Selon eux, les mesures externes d'application constituent un élément nécessaire pour assurer le maintien d'un SRI sain dans les mines souterraines. Il ne s'agit pas d'un nouveau concept : les commissions Ham, Burkett, Laughren et Richard[20] insistaient toutes sur le rôle crucial de l'application pour favoriser le fonctionnement efficace du système d'autoréglementation établi en vertu de la LSST.

Renforcer le Système de responsabilité interne

Le Système de responsabilité interne constitue l'élément sous-tendant de la Loi sur la santé et la sécurité au travail; il est donc essentiel que les parties sur les lieux de travail et le système de santé et de sécurité comprennent bien de quoi il s'agit et comment il fonctionne.

Les représentants des travailleurs et des employeurs s'entendent pour dire que la Loi sur la santé et la sécurité au travail intègre les éléments du SRI. Par conséquent, pour que le SRI soit efficace, il faut au moins assurer le respect en tout point de la LSST. Les deux groupes reconnaissent également l'importance d'un soutien externe du SRI. Sans les éléments contributifs du SRI, les représentants des employeurs et des travailleurs croient qu'éventuellement le SRI pourrait s'affaiblir et échouer.

Ils ont, par contre, une perspective différente à l'égard du SRI. Une bonne compréhension de ces différents points de vue et de leurs conséquences possibles sur la santé et la sécurité aidera le système de santé et de sécurité dans ses communications et son travail futurs auprès des parties sur les lieux de travail.

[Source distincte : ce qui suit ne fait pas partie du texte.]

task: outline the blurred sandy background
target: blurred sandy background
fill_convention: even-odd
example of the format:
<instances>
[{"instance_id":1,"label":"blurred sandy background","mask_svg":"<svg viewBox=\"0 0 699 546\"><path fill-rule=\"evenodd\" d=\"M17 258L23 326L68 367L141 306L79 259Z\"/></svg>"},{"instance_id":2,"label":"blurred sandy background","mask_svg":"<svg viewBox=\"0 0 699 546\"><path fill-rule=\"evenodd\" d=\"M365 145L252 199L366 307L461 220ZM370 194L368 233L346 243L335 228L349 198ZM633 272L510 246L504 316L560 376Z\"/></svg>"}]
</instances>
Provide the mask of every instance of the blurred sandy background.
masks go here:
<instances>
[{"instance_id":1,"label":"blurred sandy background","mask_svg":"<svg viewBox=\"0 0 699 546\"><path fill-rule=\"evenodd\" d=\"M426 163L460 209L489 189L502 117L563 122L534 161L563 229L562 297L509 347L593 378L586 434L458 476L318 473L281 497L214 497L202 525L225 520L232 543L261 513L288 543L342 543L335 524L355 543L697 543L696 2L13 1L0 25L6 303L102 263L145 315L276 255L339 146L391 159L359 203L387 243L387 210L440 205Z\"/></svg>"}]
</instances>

Les renseignements et les opinions recueillis durant l'Examen contribueront à acquérir une compréhension commune d'un Système de responsabilité interne qui fonctionne adéquatement.

Recommandations

  • 6.1 L'Ontario Mining Association, en collaboration avec les représentants des travailleurs, élaborera des lignes directrices sur les pratiques exemplaires relatives au Système de responsabilité interne à titre de point de référence pour l'industrie; par ailleurs, l'Ontario Mining Association approuvera ces pratiques exemplaires en vue de leur mise en œuvre par ses membres.
  • 6.2 Le système de santé et de sécurité partagera des données sur les tendances émergentes relatives aux blessures et aux maladies, ainsi que des renseignements sur les incidents causant des blessures graves dans l'ensemble de l'industrie de manière à inciter les parties sur les lieux de travail à prendre des mesures préventives.

[ 17 ] Ham, James. Rapport de la Royal Commission on the Health and Safety of Workers in Mines, juin 1976.

[ 18 ] Ham, James. Rapport de la Royal Commission on the Health and Safety of Workers in Mines, juin 1976, p. 152.

[ 19 ] Quinlan, Michael. Ten Pathways to Death and Disaster: Learning from Fatal Incidents in Mines and Other High Hazard Workplaces, The Federation Press, Sydney, 2014

[ 20 ] Richard, Peter K. The Westray Story: A Predictable Path to Disaster, 1997.